Operated by Lake Tahoe Balloons, the hot air balloon is launched from and lands on a 120-foot barge that slips onto the water at dawn. The boat-balloon combination is the only such operation in the world.
“What we do is a combined effort,” pilot Mark Boulet said. “I do the up-and-down part. When the captain is happy with our position, he’ll drive the boat under the balloon.”
Though hot air ballooning has been around since the late 1700s, flying in the mountains was widely regarded as too dangerous due to constantly changing weather conditions. Today, advances in weather forecasting equipment and one specially built jumbo barge, allow the company to safely hover in the skies above Lake Tahoe.
“Fifteen years ago, nobody flew a hot air balloon in the mountains unless it was a daredevil thing. But now, because of the number of sensors, you can tell is it’s going to be a safe day,” Lake Tahoe Balloons owner Harvey Hoy said. “In the morning, I get up at 3 a.m. and by 3:30 a.m., I know if it’s a good day or not.”
If it is a good day, Hoy, Boulet and a crew of four along with a basket load of guests make their way from the barge’s home in the Tahoe Keys to the lake.

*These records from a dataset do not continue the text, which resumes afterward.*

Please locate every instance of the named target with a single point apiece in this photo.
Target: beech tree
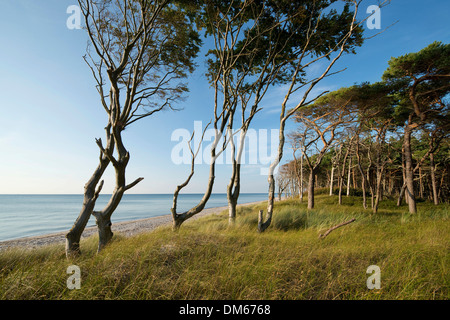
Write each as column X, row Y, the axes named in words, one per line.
column 139, row 52
column 320, row 122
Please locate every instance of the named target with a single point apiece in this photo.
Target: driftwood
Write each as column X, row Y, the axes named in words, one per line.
column 321, row 236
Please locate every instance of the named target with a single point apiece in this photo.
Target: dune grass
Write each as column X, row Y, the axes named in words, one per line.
column 208, row 259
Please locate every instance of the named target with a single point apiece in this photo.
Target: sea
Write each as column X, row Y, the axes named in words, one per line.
column 38, row 214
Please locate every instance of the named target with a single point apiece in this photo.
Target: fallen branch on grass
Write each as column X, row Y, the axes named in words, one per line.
column 335, row 227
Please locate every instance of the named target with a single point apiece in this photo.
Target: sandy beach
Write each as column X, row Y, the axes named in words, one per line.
column 126, row 228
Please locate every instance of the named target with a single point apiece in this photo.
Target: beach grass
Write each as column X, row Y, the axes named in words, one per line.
column 209, row 259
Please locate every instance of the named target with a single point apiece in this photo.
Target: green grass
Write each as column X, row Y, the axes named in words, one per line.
column 208, row 259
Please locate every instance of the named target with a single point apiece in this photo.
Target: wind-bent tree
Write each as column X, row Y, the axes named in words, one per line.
column 321, row 122
column 320, row 33
column 139, row 51
column 425, row 77
column 240, row 69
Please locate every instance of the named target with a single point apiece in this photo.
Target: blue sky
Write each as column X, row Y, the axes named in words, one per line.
column 50, row 113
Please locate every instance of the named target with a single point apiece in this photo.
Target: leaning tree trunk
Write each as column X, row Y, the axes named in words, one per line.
column 263, row 225
column 409, row 173
column 312, row 176
column 433, row 179
column 73, row 237
column 331, row 179
column 103, row 217
column 233, row 188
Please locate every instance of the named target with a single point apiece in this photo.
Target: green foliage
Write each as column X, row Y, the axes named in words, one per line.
column 207, row 259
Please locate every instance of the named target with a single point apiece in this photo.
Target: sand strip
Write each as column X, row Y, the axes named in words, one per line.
column 126, row 228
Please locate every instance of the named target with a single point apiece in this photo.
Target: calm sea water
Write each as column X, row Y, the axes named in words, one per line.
column 32, row 215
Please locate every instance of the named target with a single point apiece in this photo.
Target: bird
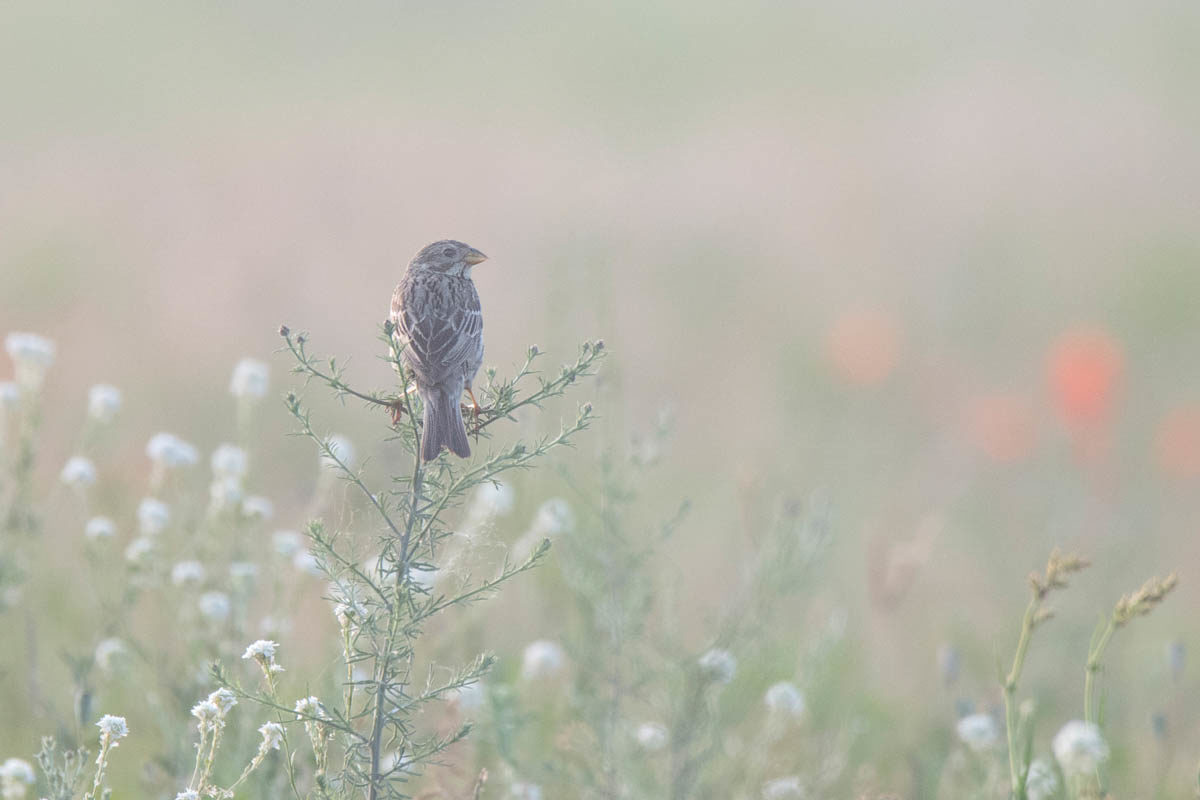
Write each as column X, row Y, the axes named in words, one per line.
column 437, row 318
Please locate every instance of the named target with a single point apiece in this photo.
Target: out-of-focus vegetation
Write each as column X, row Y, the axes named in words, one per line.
column 936, row 265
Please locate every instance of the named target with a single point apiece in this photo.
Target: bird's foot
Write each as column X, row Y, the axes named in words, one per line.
column 396, row 409
column 474, row 413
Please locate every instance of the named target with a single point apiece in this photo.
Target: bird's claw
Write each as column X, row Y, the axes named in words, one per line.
column 396, row 409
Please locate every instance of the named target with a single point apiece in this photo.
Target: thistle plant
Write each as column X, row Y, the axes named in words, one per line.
column 365, row 741
column 634, row 708
column 1019, row 727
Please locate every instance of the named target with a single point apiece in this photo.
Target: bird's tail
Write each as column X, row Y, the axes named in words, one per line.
column 443, row 425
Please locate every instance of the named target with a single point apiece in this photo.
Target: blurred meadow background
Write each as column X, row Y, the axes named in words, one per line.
column 933, row 266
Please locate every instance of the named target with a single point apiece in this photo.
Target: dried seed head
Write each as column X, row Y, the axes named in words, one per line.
column 1144, row 601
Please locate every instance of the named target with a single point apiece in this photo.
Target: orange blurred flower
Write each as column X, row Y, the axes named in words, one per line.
column 1085, row 366
column 1177, row 443
column 863, row 346
column 1002, row 426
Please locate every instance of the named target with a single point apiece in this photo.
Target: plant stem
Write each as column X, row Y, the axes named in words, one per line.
column 1014, row 674
column 1093, row 666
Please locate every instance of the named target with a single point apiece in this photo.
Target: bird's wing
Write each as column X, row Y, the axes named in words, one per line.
column 442, row 329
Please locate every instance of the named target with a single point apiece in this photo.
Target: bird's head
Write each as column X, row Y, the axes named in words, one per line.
column 448, row 256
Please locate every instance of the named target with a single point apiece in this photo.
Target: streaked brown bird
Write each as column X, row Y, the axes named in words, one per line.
column 436, row 314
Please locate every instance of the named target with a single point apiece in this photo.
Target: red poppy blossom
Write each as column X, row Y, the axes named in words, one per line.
column 863, row 347
column 1084, row 370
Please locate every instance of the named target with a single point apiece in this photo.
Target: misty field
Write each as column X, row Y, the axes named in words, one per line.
column 839, row 428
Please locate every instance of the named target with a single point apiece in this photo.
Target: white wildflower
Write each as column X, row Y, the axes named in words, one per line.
column 543, row 659
column 103, row 402
column 262, row 650
column 250, row 379
column 263, row 653
column 153, row 516
column 187, row 572
column 215, row 605
column 16, row 770
column 138, row 551
column 100, row 529
column 342, row 447
column 257, row 507
column 273, row 735
column 169, row 451
column 78, row 473
column 31, row 358
column 1042, row 781
column 113, row 727
column 783, row 788
column 287, row 542
column 207, row 713
column 424, row 578
column 223, row 699
column 785, row 698
column 978, row 732
column 1080, row 749
column 718, row 665
column 111, row 654
column 309, row 707
column 229, row 461
column 652, row 737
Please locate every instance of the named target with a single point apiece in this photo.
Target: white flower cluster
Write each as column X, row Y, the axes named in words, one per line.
column 250, row 380
column 309, row 707
column 784, row 788
column 1042, row 781
column 113, row 727
column 785, row 699
column 1080, row 749
column 168, row 451
column 31, row 358
column 78, row 473
column 552, row 518
column 10, row 397
column 16, row 776
column 541, row 660
column 273, row 737
column 718, row 666
column 263, row 651
column 652, row 737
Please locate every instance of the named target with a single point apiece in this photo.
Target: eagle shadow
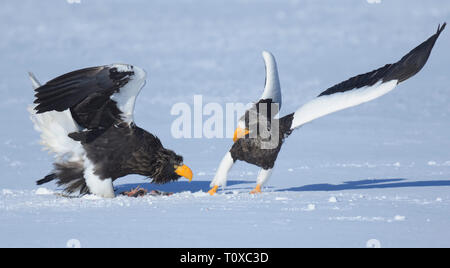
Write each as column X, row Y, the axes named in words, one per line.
column 368, row 184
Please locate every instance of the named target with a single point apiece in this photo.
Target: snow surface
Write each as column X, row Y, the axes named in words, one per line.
column 373, row 175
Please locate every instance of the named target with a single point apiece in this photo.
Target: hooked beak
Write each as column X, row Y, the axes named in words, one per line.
column 184, row 171
column 239, row 133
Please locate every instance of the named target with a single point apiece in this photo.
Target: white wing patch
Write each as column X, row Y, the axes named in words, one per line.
column 272, row 88
column 54, row 128
column 126, row 97
column 338, row 101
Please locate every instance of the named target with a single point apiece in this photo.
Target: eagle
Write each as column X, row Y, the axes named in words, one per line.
column 260, row 133
column 85, row 118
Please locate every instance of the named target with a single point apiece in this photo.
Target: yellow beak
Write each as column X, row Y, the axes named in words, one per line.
column 184, row 171
column 239, row 133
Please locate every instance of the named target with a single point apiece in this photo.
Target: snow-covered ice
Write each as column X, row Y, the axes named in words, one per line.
column 374, row 175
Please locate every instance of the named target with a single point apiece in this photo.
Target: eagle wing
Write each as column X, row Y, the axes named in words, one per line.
column 97, row 97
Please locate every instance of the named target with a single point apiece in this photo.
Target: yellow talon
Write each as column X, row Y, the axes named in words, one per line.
column 213, row 190
column 257, row 189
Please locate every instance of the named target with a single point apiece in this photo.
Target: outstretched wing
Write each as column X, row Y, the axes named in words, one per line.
column 368, row 86
column 97, row 97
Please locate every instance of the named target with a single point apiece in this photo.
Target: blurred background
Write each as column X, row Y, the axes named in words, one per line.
column 213, row 48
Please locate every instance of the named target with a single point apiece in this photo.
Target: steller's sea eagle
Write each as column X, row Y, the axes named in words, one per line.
column 85, row 118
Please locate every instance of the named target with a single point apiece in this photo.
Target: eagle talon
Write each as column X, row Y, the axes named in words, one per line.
column 136, row 192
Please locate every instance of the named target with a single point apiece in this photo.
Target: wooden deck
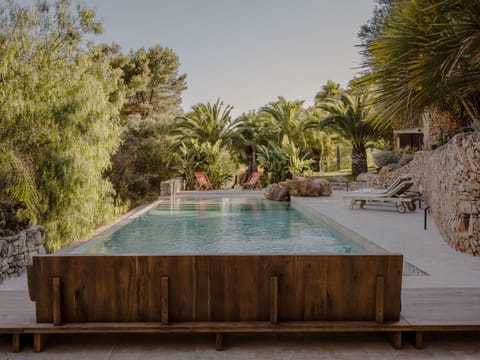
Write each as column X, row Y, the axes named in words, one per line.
column 423, row 310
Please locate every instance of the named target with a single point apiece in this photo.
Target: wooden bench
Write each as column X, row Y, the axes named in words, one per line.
column 215, row 294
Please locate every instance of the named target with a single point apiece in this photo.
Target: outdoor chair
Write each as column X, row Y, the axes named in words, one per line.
column 253, row 182
column 396, row 195
column 202, row 181
column 392, row 186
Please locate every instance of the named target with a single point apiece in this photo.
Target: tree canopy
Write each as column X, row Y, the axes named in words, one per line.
column 426, row 55
column 58, row 117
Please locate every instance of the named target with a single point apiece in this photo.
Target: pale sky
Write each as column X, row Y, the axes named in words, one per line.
column 247, row 52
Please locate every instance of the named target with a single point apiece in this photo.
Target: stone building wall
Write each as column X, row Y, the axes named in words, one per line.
column 16, row 251
column 449, row 178
column 438, row 126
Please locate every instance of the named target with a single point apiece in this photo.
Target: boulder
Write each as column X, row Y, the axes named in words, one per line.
column 325, row 187
column 368, row 177
column 303, row 188
column 276, row 192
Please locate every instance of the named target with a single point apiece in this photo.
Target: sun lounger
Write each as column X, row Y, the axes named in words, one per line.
column 396, row 182
column 396, row 195
column 202, row 181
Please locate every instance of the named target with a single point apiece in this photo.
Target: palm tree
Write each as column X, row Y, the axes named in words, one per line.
column 426, row 55
column 288, row 118
column 352, row 120
column 207, row 123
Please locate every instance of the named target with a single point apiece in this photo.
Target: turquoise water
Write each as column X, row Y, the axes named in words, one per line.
column 225, row 226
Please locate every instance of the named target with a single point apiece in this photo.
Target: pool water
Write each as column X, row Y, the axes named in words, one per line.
column 225, row 226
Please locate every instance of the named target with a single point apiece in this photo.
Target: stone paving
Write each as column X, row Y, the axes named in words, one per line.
column 394, row 232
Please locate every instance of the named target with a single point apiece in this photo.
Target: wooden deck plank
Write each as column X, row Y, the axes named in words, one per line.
column 422, row 310
column 216, row 327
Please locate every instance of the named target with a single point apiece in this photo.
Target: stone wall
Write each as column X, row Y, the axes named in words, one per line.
column 16, row 251
column 437, row 127
column 449, row 178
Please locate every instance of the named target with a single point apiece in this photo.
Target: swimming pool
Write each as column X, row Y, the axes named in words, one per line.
column 229, row 225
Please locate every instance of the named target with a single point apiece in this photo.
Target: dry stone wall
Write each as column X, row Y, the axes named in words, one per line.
column 16, row 251
column 438, row 127
column 449, row 178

As the boat travels to the launch point, Hoy releases helium-filled balloons and watches how they rise, what direction they float and whether they make any strange movements.
“Understanding the weather is the biggest thing,” Hoy said. “The winds can change in minutes.”
Once in position, the crew inflates the balloon, initially on its side, using giant fans. The guests climb into the wicker basket and Boulet pulls the throttle. A geyser of flame roars upward and the craft lifts slowly off. The boat, longer than a basketball court, shrinks away.
As Boulet lets off the propane, the ride floats in silence. The balloon levels out just higher than Mount Tallac. Fallen Leaf Lake looks like a big blue jellybean. The passengers stare across Lake Tahoe in awe.
“I’ve done helicopters and parasailing, but that was just so peaceful,” said Cindy Hogan, a visitor from Oregon, who took a recent flight with Lake Tahoe Balloons.